Amazon continues the trend of turning cloud computing into utility services that get better and cheaper over time all while taking on massive infrastructure complexity so we don’t have to.

Filesystems Are Back — The experiment with Postgres gives me confidence that EFS this will fit into my architecture in some places. Now one of the tenants of 12 Factor is up for review:

VI. Processes
Execute the app as one or more stateless processes
Twelve-factor processes are stateless and share-nothing. Any data that needs to persist must be stored in a stateful backing service, typically a database.

All of a sudden Wordpress got a lot easier to run on AWS. What other software and use cases are possible again? How about:

  • Docker image caching
  • Home directories
  • User file uploads and processing

Integration Over Invention — The 12 Factor tenant came from avoiding the hard problems of stateful containers.

I have been working on container runtimes for more than 6 years between Heroku and Convox and have explicitly avoided putting engineering resources towards this problem until now.

We have been tempted with solutions like S3FS, GlusterFS, or Flocker. We have built contraptions around EBS volumes, snapshots and rsync. But these systems always bring on a lot of additional complexity which means more operational risk and more engineering time.

Tremendous engineering has gone into these systems and people have been extremely successful with the various solutions. But most of us have correctly put our own energy into architecting our applications to not need to solve tough problems with state, delegating everything to a Postgres service and S3.

Finally the tides have turned.

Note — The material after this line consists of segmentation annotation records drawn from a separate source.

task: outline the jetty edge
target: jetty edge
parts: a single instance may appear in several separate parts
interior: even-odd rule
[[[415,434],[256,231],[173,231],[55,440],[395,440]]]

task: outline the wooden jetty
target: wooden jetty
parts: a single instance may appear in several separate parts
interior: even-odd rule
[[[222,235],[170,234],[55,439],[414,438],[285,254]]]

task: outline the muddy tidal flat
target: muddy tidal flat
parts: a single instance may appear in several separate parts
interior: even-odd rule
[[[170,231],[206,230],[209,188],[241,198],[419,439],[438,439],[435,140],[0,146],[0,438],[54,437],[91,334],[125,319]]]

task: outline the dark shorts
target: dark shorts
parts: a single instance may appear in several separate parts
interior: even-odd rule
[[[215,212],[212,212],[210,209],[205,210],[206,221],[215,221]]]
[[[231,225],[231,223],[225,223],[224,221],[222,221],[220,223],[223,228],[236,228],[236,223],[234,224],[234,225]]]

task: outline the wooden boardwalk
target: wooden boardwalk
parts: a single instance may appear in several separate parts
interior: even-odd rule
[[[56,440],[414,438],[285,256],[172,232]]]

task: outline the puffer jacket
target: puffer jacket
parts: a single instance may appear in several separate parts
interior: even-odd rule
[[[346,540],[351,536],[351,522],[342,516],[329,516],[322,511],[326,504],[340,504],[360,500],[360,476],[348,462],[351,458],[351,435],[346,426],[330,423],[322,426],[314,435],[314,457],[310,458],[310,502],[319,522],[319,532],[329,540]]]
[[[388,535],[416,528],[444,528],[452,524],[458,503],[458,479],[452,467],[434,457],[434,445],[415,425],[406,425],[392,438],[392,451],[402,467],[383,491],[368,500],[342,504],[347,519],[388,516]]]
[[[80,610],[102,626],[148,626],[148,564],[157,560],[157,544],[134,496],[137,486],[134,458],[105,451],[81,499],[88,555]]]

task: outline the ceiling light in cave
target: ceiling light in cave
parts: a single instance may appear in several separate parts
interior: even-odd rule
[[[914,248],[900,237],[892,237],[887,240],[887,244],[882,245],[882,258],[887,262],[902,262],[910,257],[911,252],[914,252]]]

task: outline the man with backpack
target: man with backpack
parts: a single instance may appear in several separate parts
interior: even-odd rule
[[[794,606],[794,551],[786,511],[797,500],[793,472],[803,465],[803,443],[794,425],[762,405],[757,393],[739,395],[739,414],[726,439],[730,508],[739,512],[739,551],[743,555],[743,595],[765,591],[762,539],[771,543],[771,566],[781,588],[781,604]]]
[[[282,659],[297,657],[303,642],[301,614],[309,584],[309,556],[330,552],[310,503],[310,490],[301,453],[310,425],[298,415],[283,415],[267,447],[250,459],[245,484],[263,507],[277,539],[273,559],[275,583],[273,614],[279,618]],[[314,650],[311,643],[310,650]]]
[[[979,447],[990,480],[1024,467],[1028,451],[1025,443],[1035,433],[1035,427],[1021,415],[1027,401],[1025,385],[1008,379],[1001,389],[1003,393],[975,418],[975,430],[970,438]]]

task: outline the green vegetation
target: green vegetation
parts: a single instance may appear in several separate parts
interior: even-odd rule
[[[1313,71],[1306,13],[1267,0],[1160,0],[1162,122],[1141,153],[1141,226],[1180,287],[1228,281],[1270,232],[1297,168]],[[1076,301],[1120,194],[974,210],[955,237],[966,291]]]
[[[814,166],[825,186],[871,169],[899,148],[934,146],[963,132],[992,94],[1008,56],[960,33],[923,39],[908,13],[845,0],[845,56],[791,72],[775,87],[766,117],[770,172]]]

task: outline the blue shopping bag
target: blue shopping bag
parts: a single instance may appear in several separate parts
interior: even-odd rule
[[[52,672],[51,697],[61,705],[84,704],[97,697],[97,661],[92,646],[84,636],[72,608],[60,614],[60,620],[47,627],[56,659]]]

We can integrate a service with a few lines of CloudFormation and build around shared state vs. invent, install, debug and maintain complex distributed systems software.

Specialized Utility Services Still Win —Even if EFS works for a Postgres container an RDS Postgres database starts at $12/mo. This includes more assurances about catastrophic failure like Postgres data replication and backups that would be be risky to ignore when running on any storage service.

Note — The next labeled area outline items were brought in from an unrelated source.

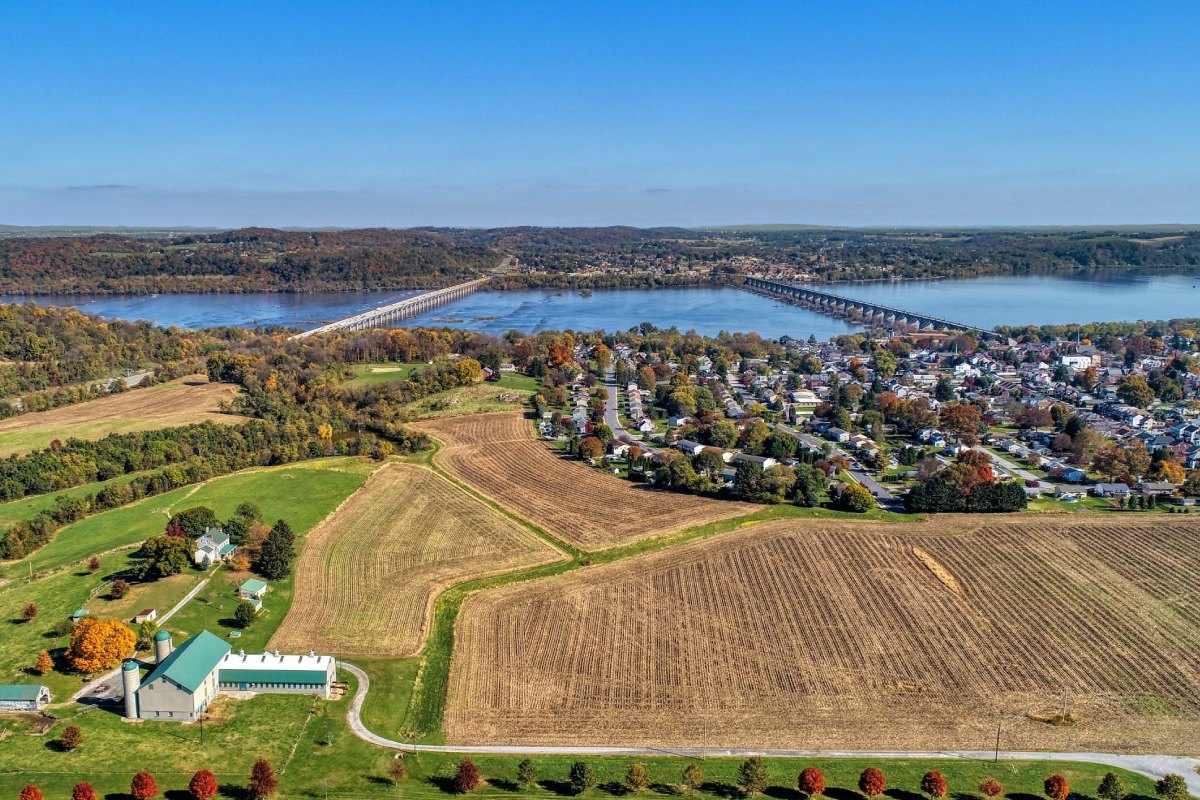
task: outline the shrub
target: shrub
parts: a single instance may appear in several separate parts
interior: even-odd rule
[[[688,764],[683,768],[683,784],[692,792],[704,784],[704,770],[700,769],[700,764]]]
[[[1188,782],[1182,775],[1171,772],[1154,783],[1154,794],[1163,800],[1188,800]]]
[[[738,768],[738,788],[743,794],[757,794],[767,788],[767,766],[757,756],[742,762]]]
[[[463,758],[458,762],[458,770],[454,775],[454,790],[458,794],[474,792],[484,784],[484,776],[479,774],[475,762]]]
[[[142,770],[133,776],[130,781],[130,794],[133,795],[133,800],[150,800],[150,798],[158,796],[158,783],[155,782],[154,775]]]
[[[625,786],[628,786],[634,792],[641,792],[650,784],[650,776],[646,771],[644,764],[634,764],[625,772]]]
[[[79,730],[79,726],[68,724],[66,728],[62,729],[62,733],[59,734],[59,747],[61,747],[67,752],[71,752],[82,744],[83,744],[83,730]]]
[[[71,789],[71,800],[100,800],[96,795],[96,789],[91,787],[91,783],[84,781],[83,783],[76,783],[74,788]]]
[[[1070,794],[1070,784],[1067,783],[1067,778],[1057,774],[1048,777],[1042,789],[1050,800],[1067,800]]]
[[[566,774],[566,782],[575,794],[583,794],[596,784],[596,774],[587,762],[575,762]]]
[[[1105,772],[1100,780],[1100,787],[1096,790],[1096,796],[1100,800],[1124,800],[1129,792],[1124,787],[1124,781],[1116,772]]]
[[[280,778],[265,758],[259,758],[250,770],[250,796],[266,800],[280,789]]]
[[[187,782],[187,790],[196,800],[209,800],[217,794],[217,777],[209,770],[199,770]]]
[[[929,770],[920,778],[920,790],[935,799],[944,798],[946,778],[937,770]]]
[[[888,788],[887,778],[883,777],[883,772],[874,766],[868,766],[863,770],[863,774],[858,776],[858,789],[868,798],[880,796],[883,794],[883,789],[886,788]]]
[[[824,794],[824,774],[816,766],[805,766],[800,771],[797,788],[810,798]]]

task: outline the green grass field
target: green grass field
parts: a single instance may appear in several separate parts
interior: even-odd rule
[[[98,589],[114,575],[131,566],[133,545],[146,536],[158,534],[166,527],[168,509],[185,509],[208,505],[218,517],[228,516],[242,501],[252,501],[263,510],[266,521],[286,518],[298,534],[304,534],[330,511],[349,497],[374,464],[354,458],[330,458],[304,462],[287,467],[246,470],[215,479],[199,487],[185,487],[157,498],[107,511],[80,521],[67,529],[54,542],[35,554],[30,563],[49,565],[49,571],[32,582],[22,579],[28,566],[16,563],[8,567],[8,583],[0,587],[0,682],[44,682],[58,697],[68,696],[79,687],[78,675],[53,672],[36,678],[24,673],[34,662],[38,650],[56,652],[66,645],[64,638],[52,633],[55,625],[66,619],[76,608],[86,607],[92,615],[128,615],[131,609],[156,607],[167,610],[187,593],[202,573],[188,571],[181,576],[150,584],[133,584],[130,595],[121,601],[97,596]],[[174,495],[174,497],[173,497]],[[102,569],[91,575],[83,561],[94,553],[128,546],[101,559]],[[64,567],[64,569],[56,569]],[[38,566],[35,566],[35,573]],[[168,627],[191,633],[212,625],[214,632],[224,634],[217,627],[228,613],[221,608],[221,600],[211,593],[227,588],[218,572],[209,590],[202,593],[194,604],[188,604]],[[252,626],[245,637],[250,645],[262,646],[278,625],[290,601],[290,582],[280,582],[275,593],[269,593],[264,616]],[[209,602],[204,602],[209,600]],[[29,602],[36,603],[38,615],[30,622],[19,621],[22,609]],[[226,603],[227,606],[229,603]],[[232,606],[229,607],[232,613]]]
[[[348,675],[343,675],[349,678]],[[350,691],[354,681],[349,678]],[[372,685],[373,688],[373,685]],[[388,772],[396,753],[361,741],[348,729],[349,700],[324,702],[299,696],[262,694],[251,700],[223,700],[214,705],[217,721],[204,727],[200,744],[198,726],[169,722],[121,722],[112,710],[76,706],[44,735],[30,735],[10,723],[12,733],[0,747],[0,796],[16,796],[26,783],[35,783],[47,798],[67,798],[71,787],[90,781],[101,796],[126,798],[128,782],[138,769],[150,770],[163,796],[186,796],[187,781],[198,769],[211,769],[222,787],[220,796],[238,798],[247,782],[256,758],[271,762],[280,775],[277,798],[446,798],[452,794],[450,776],[460,756],[446,753],[404,753],[407,776],[394,782]],[[4,726],[0,722],[0,726]],[[66,724],[77,724],[84,741],[73,752],[59,752],[53,740]],[[685,757],[593,758],[533,756],[538,772],[530,787],[516,783],[520,756],[478,756],[473,760],[487,783],[472,796],[545,798],[570,794],[566,775],[571,763],[586,760],[595,770],[598,786],[583,798],[678,796],[683,770],[696,764],[703,784],[695,796],[738,796],[734,788],[740,759]],[[650,787],[628,793],[624,776],[635,762],[642,763]],[[978,786],[997,778],[1008,798],[1033,800],[1042,796],[1042,782],[1061,772],[1070,782],[1076,800],[1094,796],[1106,768],[1076,763],[976,762],[965,759],[768,759],[767,796],[799,798],[797,775],[805,766],[820,766],[835,800],[859,800],[856,789],[859,772],[866,766],[883,770],[887,798],[916,800],[920,776],[937,769],[956,800],[979,798]],[[1141,776],[1116,770],[1124,778],[1132,800],[1153,795],[1153,783]]]
[[[347,380],[343,386],[348,389],[362,389],[377,384],[388,384],[403,380],[426,365],[421,362],[408,363],[404,361],[380,361],[379,363],[362,363],[354,367],[354,379]]]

So I still see no reason to take on the operational properties of a containerized data volume for a database outside of development or test purposes.

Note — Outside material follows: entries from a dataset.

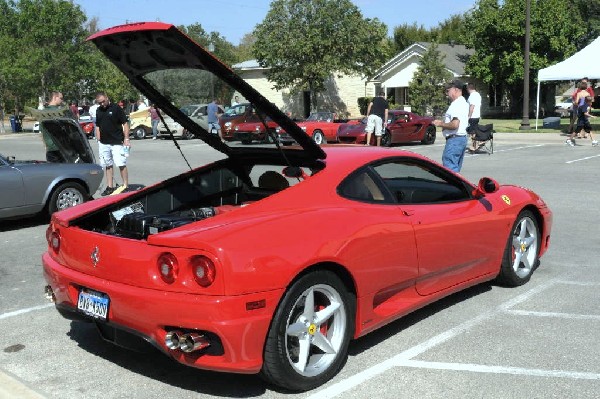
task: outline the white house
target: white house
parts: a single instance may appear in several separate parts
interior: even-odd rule
[[[266,69],[256,60],[244,61],[233,65],[236,72],[250,86],[258,90],[269,101],[293,116],[304,118],[310,113],[310,93],[304,91],[291,94],[288,89],[276,90],[266,78]],[[341,117],[360,115],[358,98],[367,92],[367,79],[358,75],[332,75],[326,82],[326,90],[317,94],[317,108],[336,112]],[[370,92],[373,90],[371,89]]]
[[[423,54],[430,45],[431,43],[426,42],[414,43],[386,62],[371,78],[332,74],[326,82],[326,91],[317,95],[317,108],[337,112],[341,116],[359,117],[361,113],[358,98],[373,97],[379,90],[384,90],[387,98],[391,99],[394,104],[409,109],[408,86],[419,67]],[[439,44],[438,49],[445,55],[444,64],[448,71],[454,77],[464,80],[465,83],[469,81],[465,76],[465,64],[474,51],[458,44]],[[233,68],[247,83],[283,111],[291,112],[293,116],[297,117],[308,115],[310,111],[308,91],[292,95],[287,89],[275,90],[273,83],[266,79],[265,68],[262,68],[256,60],[233,65]],[[484,89],[483,85],[474,83],[482,97],[486,96],[487,90],[482,90]],[[484,109],[485,105],[482,105],[482,111]]]
[[[427,42],[414,43],[386,62],[370,79],[375,90],[384,90],[386,97],[392,99],[395,104],[405,108],[410,107],[408,86],[430,46],[431,43]],[[468,79],[465,79],[465,65],[474,51],[462,44],[438,44],[438,50],[444,55],[446,69],[453,77],[462,79],[466,83]],[[478,91],[480,91],[479,87]],[[374,93],[369,95],[372,96]]]

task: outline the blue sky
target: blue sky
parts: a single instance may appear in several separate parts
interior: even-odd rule
[[[237,45],[269,11],[270,0],[74,0],[100,28],[128,22],[162,21],[174,25],[199,23]],[[365,18],[379,18],[389,28],[416,22],[437,26],[453,14],[468,12],[476,0],[353,0]]]

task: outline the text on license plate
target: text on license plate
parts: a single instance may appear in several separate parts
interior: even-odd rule
[[[77,309],[89,316],[106,320],[109,302],[108,295],[83,288],[79,291]]]

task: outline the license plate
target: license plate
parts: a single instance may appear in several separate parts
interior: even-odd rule
[[[77,309],[88,316],[106,320],[108,317],[109,303],[110,299],[108,298],[108,295],[103,294],[102,292],[82,288],[81,291],[79,291]]]

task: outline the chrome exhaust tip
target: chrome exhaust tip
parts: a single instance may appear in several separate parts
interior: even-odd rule
[[[44,287],[44,298],[46,298],[49,302],[56,302],[56,296],[54,296],[54,291],[50,285]]]
[[[185,353],[201,350],[210,346],[210,341],[202,334],[189,333],[179,338],[179,349]]]
[[[179,349],[179,341],[183,336],[183,332],[172,330],[165,335],[165,345],[171,350]]]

Likewise S3 isn’t going anywhere. It’s hard to beat the simplicity and maturity of a simple blob storage service in our application architecture.


What do you think?

Is EFS a new tool in your infrastructure toolbox?

What new or old use cases does this open up for our apps in the cloud?

What use cases will you still avoid using EFS for at all costs?

What becomes easier, cheaper and and more reliable now that AWS has taken on this tough challenge for us?